Ты из ума выжила? А ну слезь!

Не раньше чем мы с тобой договоримся.

Мы уже обо всем договорились. Мы улетаем в Берн — сегодня же.

Не спорю. Но у меня новое условие. Я рассказываю о нас всю правду ей — сейчас.

Исключено.

Тогда я никуда не лечу.

Летишь, еще как летишь! Или что, мне убить твою Циглер? Перевести тебя в Охотника?

Можешь попробовать, только знаешь, что произойдет еще раньше? Я спрыгну. Подо мной тридцать метров до твердого камня. Охотник просто физически не сможет убить Ангелу, если только не умеет летать.

И вот ЭТО твой план? Банально спрыгнуть вниз в надежде, что это убережет Ангелу от Охотника, если ты умрешь от гравитации? Ты всерьез хочешь пожертвовать собой ради нее?

Нет.

Какое счастье!

Но я всерьез готова ради нее сломать себе ноги.

Что?

От падения с тридцати метров мои ноги будут сломаны, вероятно, открытым переломом, и я потеряю сознание от боли, возможно, еще и от потери крови. Дальше меня спасут, переведут в экстренную хирургию и обратно в медотсек, где я буду сначала под наркозом, потом просто без сознания, а потом в сознании, но всё еще с заживающими ногами, а если учесть всё, что мне теперь известно про целительную концентрацию, то со всем этим я буду почти полностью без движения как минимум неделю — очень страшную для тебя неделю, мое дорогое темное нечто.

С чего это вдруг?

А с того, что всю эту неделю доктор Ангела Циглер будет думать о моей проблеме. Обо мне. О нас с тобой. И ближе к концу недели даже разговаривать об этом со мной.

И? Едва ли она что-то придумает…

Она только что расколола твой финт с “нелюбовью” за жалкие пять секунд, притом без особого напряжения, основываясь всего лишь на частоте моего пульса, которую она посчитала пальцами, успешно сопротивляясь собственным эмоциям. До чего же она дойдет за неделю мощного, сосредоточенного мыслительного труда? Очистившись от эмоций, собрав все данные моего тела, которые ей предоставит техника медотсека? Я не знаю, но представить вполне могу — вероятно, она полностью поймет твою природу и предложит мне несколько способов держать тебя под контролем. И будет очень смешно, если эти способы не потребуют моего личного участия и она использует их, пока я буду без сознания…

Она не сможет!..

О, она уже начала анализ.

Она его не закончит!

А мы это проверим. Я готова дать ей целую неделю на попытки.

Она всего лишь человек, она глупая, наивная!..

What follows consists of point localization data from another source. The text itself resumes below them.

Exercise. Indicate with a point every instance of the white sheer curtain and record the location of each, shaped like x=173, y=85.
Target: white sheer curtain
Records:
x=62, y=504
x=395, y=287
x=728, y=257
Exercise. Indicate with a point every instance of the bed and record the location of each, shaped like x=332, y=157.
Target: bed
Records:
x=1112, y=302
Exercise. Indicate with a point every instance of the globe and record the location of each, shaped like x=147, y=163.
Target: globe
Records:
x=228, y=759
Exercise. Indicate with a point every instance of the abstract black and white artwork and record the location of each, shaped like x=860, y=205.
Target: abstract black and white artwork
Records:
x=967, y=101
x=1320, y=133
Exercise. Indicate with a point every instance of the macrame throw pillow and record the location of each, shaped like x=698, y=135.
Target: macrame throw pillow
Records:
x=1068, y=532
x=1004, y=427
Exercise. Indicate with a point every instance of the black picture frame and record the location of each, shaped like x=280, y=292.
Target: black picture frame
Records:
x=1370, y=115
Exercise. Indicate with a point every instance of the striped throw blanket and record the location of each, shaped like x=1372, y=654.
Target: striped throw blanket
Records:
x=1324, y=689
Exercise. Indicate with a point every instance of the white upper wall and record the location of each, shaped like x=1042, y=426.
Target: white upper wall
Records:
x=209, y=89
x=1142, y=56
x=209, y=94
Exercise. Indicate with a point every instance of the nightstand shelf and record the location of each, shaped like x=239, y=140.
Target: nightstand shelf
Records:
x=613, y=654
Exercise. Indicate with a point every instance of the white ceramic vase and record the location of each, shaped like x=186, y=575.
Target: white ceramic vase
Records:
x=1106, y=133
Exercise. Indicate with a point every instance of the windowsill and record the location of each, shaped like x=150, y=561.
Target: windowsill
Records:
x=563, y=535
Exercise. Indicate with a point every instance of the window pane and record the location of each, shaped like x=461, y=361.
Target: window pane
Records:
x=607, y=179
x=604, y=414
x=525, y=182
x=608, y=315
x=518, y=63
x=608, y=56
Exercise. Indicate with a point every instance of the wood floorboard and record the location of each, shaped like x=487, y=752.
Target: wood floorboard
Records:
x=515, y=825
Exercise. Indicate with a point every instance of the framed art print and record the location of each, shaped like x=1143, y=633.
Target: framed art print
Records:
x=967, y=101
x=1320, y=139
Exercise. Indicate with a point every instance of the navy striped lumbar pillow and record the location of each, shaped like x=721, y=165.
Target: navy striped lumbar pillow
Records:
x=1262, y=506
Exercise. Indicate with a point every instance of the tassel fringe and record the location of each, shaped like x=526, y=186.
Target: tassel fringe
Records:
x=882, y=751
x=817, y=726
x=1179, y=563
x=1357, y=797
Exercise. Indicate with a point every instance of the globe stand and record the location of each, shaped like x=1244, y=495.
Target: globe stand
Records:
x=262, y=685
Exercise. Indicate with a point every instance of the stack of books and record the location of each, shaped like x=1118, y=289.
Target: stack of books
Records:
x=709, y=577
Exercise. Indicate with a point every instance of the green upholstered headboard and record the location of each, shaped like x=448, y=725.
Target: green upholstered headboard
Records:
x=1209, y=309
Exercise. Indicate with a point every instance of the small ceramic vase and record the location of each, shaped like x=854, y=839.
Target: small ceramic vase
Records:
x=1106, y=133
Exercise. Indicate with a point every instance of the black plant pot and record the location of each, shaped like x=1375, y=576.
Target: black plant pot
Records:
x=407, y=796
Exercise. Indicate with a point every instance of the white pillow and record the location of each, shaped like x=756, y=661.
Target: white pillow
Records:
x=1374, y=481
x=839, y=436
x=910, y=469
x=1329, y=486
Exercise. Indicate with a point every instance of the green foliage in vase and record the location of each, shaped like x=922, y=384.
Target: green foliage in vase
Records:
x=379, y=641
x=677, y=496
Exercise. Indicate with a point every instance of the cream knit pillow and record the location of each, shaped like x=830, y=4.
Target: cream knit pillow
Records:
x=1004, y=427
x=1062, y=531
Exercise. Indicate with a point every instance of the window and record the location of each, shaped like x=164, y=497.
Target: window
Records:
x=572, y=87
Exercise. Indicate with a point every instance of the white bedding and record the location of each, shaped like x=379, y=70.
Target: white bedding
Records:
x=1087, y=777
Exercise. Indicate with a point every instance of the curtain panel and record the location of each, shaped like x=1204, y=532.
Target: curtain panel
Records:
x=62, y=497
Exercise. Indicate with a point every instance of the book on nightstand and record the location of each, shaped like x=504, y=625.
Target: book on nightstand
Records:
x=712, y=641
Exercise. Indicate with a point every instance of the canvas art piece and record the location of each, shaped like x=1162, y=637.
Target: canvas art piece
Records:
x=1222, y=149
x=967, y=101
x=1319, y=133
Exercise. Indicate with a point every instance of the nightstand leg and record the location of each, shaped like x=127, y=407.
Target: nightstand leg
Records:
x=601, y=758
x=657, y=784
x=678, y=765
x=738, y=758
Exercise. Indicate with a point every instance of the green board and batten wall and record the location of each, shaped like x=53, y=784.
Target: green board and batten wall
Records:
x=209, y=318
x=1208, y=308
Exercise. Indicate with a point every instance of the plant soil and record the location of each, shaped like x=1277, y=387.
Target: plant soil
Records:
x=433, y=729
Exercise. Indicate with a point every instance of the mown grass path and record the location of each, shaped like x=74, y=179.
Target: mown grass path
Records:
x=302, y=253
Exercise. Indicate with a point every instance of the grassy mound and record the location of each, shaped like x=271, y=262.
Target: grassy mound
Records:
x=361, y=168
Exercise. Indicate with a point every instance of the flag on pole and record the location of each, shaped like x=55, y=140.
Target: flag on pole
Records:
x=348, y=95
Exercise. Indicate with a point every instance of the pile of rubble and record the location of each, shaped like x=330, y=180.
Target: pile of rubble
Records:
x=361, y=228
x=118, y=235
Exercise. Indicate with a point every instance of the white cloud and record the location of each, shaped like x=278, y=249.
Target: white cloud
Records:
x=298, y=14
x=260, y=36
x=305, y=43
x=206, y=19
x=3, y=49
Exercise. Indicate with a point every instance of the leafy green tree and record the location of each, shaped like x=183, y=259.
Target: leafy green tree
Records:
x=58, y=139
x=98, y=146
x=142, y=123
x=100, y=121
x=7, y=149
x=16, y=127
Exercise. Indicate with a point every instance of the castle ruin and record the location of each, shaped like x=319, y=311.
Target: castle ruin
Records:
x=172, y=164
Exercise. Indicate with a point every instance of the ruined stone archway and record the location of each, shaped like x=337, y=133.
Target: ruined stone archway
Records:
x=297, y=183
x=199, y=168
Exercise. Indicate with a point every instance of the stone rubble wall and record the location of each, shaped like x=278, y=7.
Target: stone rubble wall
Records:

Только что она вновь показала нам свой разум. Разве ты не слышала все ее предположения? Верные предположения? Она проверит их в самое ближайшее время, а я могу сейчас сломать себе ноги, чтобы гарантированно оказаться рядом с ней в момент блестящего осознания, остаться объектом ее заботы, дать ей возможность сразу же применить все идеи и решения напрямую ко мне, напрямую к тебе… или я могу улететь в Берн и не подвергать тебя такому риску. Ты ведь этого хочешь? Я могу это устроить. Улететь в Берн. Работать с тобой. Но для этого ты позволишь мне поговорить с ней честно — рассказать о тебе, предупредить об опасности со стороны “Когтя” и… и попрощаться.

Интересно, а чего ты упорствуешь? Разве не ты хотела выстроить доверие между нами хоть в какой-нибудь форме? Так сейчас самое время подтвердить свои намерения. Пообещай мне, что не убьешь ее сейчас, дай мне поговорить с ней, и я смогу на опыте убедиться, что ты способна держать слово. Ты же сможешь в будущем тыкать меня носом в этот факт, ты заработаешь в моих глазах кредит доверия, это же весьма заманчивая перспектива, не находишь?

Почему?! Объясни мне, просто объясни, почему?

Почему что?

Я не могу понять, кто она для тебя. Кто она? Почему ты придумываешь все эти схемы, почему так защищаешь ее?! Только не надо говорить мне про любовь, пощади, ты же не любишь ее!

Откуда тебе знать?

Я — часть тебя!

Но не всё целое.

То есть Роковая Вдова любит Ангелу Циглер?

Этого я не говорила.

Что и требовалось доказать!

Но я не сказала “нет”. Я вообще не давала ответ на этот вопрос.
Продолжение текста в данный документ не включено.